Marvin Pickering and Calford Martin
Pickering worked for Cruzan Rum on St. Croix for 30 years before retiring in 2012 as chief financial officer and senior vice president. Since retiring, Pickering started a tax and consulting firm called MLP LLC and has been a part-time professor of accounting at the University of the Virgin Islands.

A St. Thomas native, Pickering received a bachelor’s degree in business administration from the College of the Virgin Islands, now UVI, according to the campaign. Pickering has served on the Board of Trustees of the Government Employees Retirement System since 2001.

Martin, also a St. Thomas native, is part owner and manager of The Medicine Shoppe Pharmacy in Havensight. He has a bachelor’s degree in accounting from The Inter American University in Puerto Rico. As a hobby, Martin promotes quadrille dance as a member of the Mungo Niles Cultural Dancers. He is also a member of the V.I. Housing Finance Authority Board.

There were initially three candidates competing for Democratic Party candidacy for the sole at-large Senate seat, but two were disqualified for not being residents of St. John. Because Ronnie Jones is the sole Democratic Party candidate, there will be no Democratic Party primary for that seat.

Running for the seven St. Croix Senate seats in Democratic Party primary are:
– former Sen. Neville James;
– incumbent Sen.

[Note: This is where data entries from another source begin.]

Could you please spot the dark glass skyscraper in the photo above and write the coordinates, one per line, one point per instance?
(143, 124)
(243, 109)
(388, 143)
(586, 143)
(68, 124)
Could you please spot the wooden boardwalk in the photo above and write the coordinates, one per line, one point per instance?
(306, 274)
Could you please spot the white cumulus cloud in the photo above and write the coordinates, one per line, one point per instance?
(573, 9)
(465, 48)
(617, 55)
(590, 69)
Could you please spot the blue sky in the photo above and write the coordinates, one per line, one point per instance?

Kenneth Gittens;
– incumbent Sen. Diane Capehart;
– incumbent Sen. Sammuel Sanes;
– former Police Commissioner Novelle Francis;
– radio marketing director, businessman and storeowner Collin Hodge;
– former special assistant to the governor Malcolm McGregor;
– public school principal Kurt Vialet;
– George Moore;
– Carol Burke;
– Paul Arnold Jr.;
– Troy Mason.

Running for the seven St. Thomas/St. John district seats in the Democratic Party Primary are:
— Jean Forde;
– Julia Joseph Simon;
– Marvin Blyden;
– incumbent Sen. Clarence Payne;
– incumbent Sen. Myron Jackson;
– incumbent Sen. Donald Cole;
– incumbent Sen. Janette Millin Young;
– incumbent Sen. Clifford Graham;
– Sean Georges;
-Justin Harrigan Sr.
-and B. Gregory Miller.

The Republican Party and Independent Citizens Movement will not be holding primaries for the Senate or Congress. All three parties are electing some party officials in the primary.

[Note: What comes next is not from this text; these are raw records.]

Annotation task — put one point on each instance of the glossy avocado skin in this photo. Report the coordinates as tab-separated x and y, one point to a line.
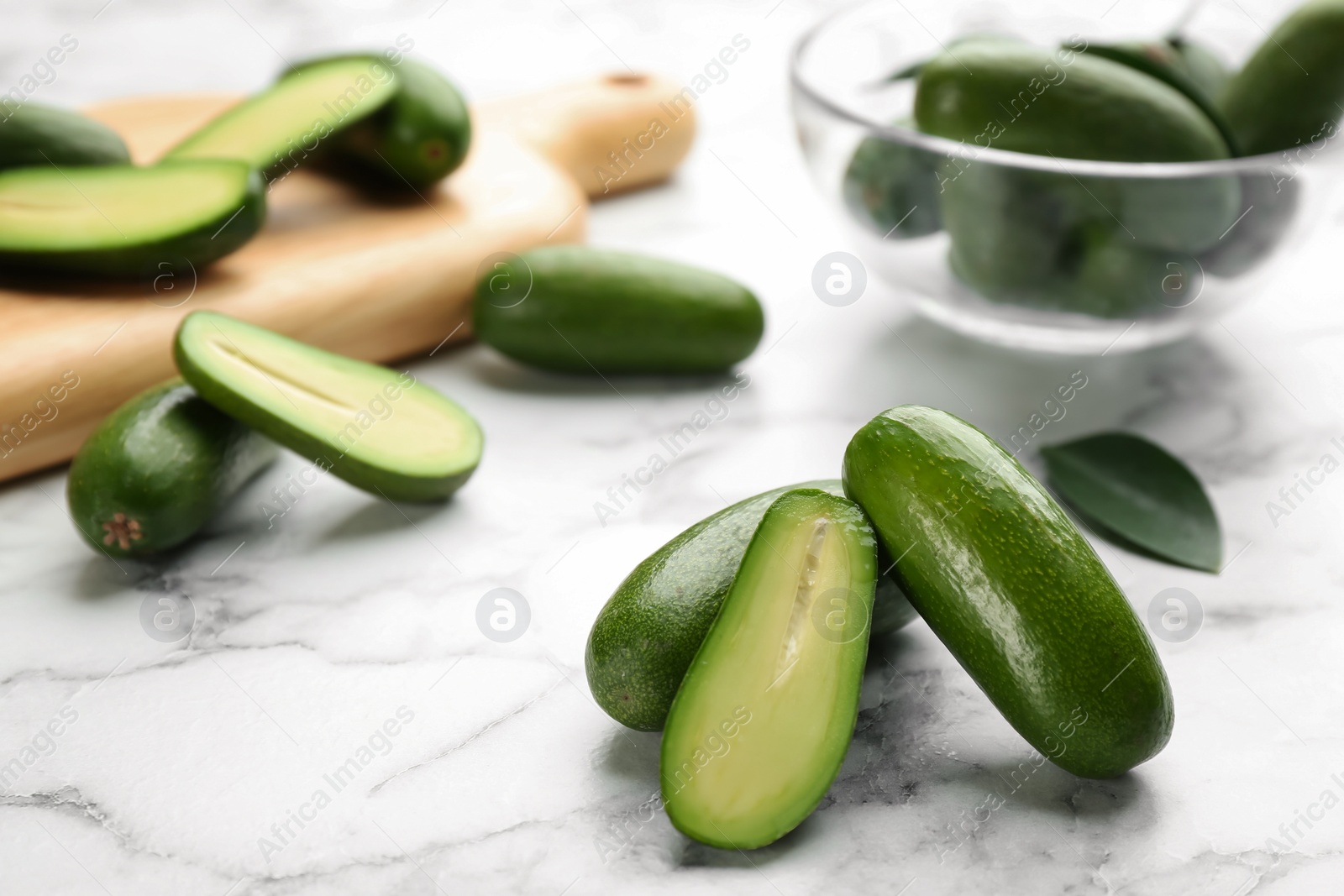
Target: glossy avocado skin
1292	87
37	134
893	188
414	140
198	246
575	309
1027	98
418	137
1012	589
1189	67
158	469
647	634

Polls will be open Saturday from 7 a.m. to 7 p.m. and, because turnout is lower during primary elections, polling places have been consolidated in both districts.

St. Thomas-St. John District Primary Polling Locations
-Tutu Park Mall will also serve – Ivanna Eudora Kean, Joseph Gomez, Curriculum Center, E. Benjamin, Oliver Elementary and Bertha Boschulte polling precincts;
– Charlotte Amalie High School will also serve – CAHS Gym and Cafeteria, Oswald Harris Court, Winston Raymo Center polling precincts;
-Gladys Abraham Elementary School will also serve – Kirwan Terrace, Ulla F. Muller Elementary (A-L) polling precincts;
-Addelita Cancryn Jr. High will serve – Leonard Dober Elementary and Ulla F. Muller (M-Z) polling precincts;
-Joseph Sibilly Elementary will serve – Sibilly A and B polling precincts;
-Julius Sprauve Elementary will serve – St. John precinct.

St. Croix District Primary Polling Locations
– Alexander Henderson Elementary will serve – St. Gerard’s Hall and Claude O. Markoe Elementary polling precincts;
-St. Croix Educational Complex will serve – Evelyn Williams Elementary, Eulalie Rivera Elementary, Alfredo Andrews Elementary and Charles H. Emanuel Elementary precincts;
-Ricardo Richards Elementary will serve – Lew Muckle Elementary precinct;
-Juanita Gardine Elementary will also serve – John F. Kennedy Housing Project and Elena Christian Jr. High polling precincts;
– and Pearl B. Larsen Elementary will also serve Florence Williams precinct.